Conforta sapere che nulla è cambiato, tutti i fedeli tornano dove tempo fa si sono uniti in raccoglimento e in preghiera. La piccola chiesa di San Rocco è ferma lì ad aspettarli e li guida da lontano con le luci colorate di una vetrata a lunetta, che riproduce a grandi linee i contorni della statua. Un rullo di tamburi e alle prime ore del giorno la porta si apre. L’enorme simulacro viene condotto fuori dalla chiesa grazie alla maestria di un gruppo di portatori che, di generazione in generazione, si tramandano il controllo della statua. Il sincronismo dei loro movimenti, delicati ed oscillanti, permette di soffermare l’attenzione sulle loro candide vesti ricamate, con bordini e scapolari rossi.

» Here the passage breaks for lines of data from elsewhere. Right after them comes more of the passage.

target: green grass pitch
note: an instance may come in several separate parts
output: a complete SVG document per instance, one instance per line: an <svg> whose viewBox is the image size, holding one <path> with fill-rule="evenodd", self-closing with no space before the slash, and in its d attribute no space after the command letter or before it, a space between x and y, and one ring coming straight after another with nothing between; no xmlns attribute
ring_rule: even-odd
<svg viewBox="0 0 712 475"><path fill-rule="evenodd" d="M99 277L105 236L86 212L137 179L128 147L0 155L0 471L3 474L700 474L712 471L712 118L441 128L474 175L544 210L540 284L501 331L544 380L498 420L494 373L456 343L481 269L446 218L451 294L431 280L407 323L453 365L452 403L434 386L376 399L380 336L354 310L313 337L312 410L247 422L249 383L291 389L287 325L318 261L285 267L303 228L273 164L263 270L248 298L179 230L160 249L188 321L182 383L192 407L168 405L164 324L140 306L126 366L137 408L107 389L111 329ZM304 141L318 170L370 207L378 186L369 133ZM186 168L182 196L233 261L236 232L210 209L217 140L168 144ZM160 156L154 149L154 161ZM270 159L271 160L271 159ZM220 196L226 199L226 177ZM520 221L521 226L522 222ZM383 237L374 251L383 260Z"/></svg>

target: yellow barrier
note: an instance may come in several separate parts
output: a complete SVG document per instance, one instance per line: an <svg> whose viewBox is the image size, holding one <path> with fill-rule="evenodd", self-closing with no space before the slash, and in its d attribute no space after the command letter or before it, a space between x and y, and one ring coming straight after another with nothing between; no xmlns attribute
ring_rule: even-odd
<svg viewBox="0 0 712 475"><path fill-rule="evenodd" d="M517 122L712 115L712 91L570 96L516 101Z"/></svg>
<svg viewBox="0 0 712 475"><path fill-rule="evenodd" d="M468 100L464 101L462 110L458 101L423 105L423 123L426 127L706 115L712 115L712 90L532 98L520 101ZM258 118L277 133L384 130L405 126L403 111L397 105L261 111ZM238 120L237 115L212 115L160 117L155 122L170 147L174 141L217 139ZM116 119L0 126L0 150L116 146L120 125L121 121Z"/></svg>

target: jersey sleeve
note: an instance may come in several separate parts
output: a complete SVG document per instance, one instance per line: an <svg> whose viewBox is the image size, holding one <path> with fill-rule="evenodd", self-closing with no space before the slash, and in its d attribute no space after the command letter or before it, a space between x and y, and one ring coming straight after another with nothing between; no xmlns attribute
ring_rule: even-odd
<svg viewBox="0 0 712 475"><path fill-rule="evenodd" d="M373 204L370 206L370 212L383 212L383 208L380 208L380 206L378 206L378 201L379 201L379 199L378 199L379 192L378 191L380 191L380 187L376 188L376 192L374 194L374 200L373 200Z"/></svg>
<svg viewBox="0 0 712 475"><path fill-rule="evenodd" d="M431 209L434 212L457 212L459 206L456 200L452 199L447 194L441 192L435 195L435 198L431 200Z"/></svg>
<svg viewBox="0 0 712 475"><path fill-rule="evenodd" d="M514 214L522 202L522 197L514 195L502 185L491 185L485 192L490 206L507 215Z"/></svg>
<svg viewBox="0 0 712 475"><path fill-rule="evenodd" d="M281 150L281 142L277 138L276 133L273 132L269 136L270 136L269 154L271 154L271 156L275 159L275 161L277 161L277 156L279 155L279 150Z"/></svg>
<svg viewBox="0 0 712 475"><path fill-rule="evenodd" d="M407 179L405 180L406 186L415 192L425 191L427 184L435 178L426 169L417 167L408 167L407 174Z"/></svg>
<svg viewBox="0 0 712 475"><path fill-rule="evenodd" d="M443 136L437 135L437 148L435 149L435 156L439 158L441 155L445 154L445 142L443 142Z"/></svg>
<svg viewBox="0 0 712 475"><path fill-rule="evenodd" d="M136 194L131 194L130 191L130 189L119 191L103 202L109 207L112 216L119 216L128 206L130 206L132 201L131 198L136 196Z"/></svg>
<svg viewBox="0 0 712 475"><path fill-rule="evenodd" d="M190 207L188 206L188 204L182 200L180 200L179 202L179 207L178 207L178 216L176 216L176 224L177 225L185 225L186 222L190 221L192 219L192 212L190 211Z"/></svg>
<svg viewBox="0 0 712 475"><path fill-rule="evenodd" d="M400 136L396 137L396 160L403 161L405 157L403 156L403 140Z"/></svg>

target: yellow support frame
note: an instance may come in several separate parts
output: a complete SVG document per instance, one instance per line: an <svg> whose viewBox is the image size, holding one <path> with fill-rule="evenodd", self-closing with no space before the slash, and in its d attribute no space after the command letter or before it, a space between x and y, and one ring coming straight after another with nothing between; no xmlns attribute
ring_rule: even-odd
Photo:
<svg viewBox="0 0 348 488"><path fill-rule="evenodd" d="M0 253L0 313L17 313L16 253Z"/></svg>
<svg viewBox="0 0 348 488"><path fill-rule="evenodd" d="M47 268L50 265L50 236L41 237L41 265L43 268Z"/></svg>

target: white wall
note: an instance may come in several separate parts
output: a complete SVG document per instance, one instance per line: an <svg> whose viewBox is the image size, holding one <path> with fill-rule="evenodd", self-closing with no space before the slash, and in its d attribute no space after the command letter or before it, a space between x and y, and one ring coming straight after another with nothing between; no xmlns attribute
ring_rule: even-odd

Sulle note dell’Eterno dolore del maestro Evaristo Pancaldi, seguono il lungo corteo processionale costituito da novizi, confratelli, devote e bambini che indossano abiti rievocanti quelli degli Otto Santi. Le tonalità pastello dei vestiti di Giuseppe d’Arimatea, Nicodemo, Giovanni Evangelista, la Madonna, Maria di Magdala, Maria di Salomè, Maria di Cleofa, assieme al pallore del Cristo morto sorvegliato dall’angelo, appunto gli Otto Santi, offrono suggestivi cromatismi che variano in base al colore del cielo, ricchi di luci ed ombre durante la notte ma decisamente più marcati sul far del giorno, quando per le vie del paese riecheggia Jone, la celebre marcia funebre del compositore Enrico Petrella. Intanto, per il nucleo antico e per le strade trafficate si diffondono odori di caffè e di dolciumi pasquali, mischiati al profumo di soffici croissant al cioccolato e alla crema appena sfornati, una sosta appagante per i più temerari che desiderano rifocillarsi dopo aver trascorso la nottata all’insegna della devozione.
Il sole si è ormai levato. Scintilla sulla facciata ristrutturata del municipio, mettendone in risalto la nuda pietra che sortisce l’ammirazione di una manciata di turisti, tutti rigorosamente dotati di macchine fotografiche. Un ultimo sguardo agli otto santi, fugaci scambi di auguri e convenevoli, e in tutta fretta si torna a casa, stanchi ma felici. Non si può spiegare, è una questione di cuore!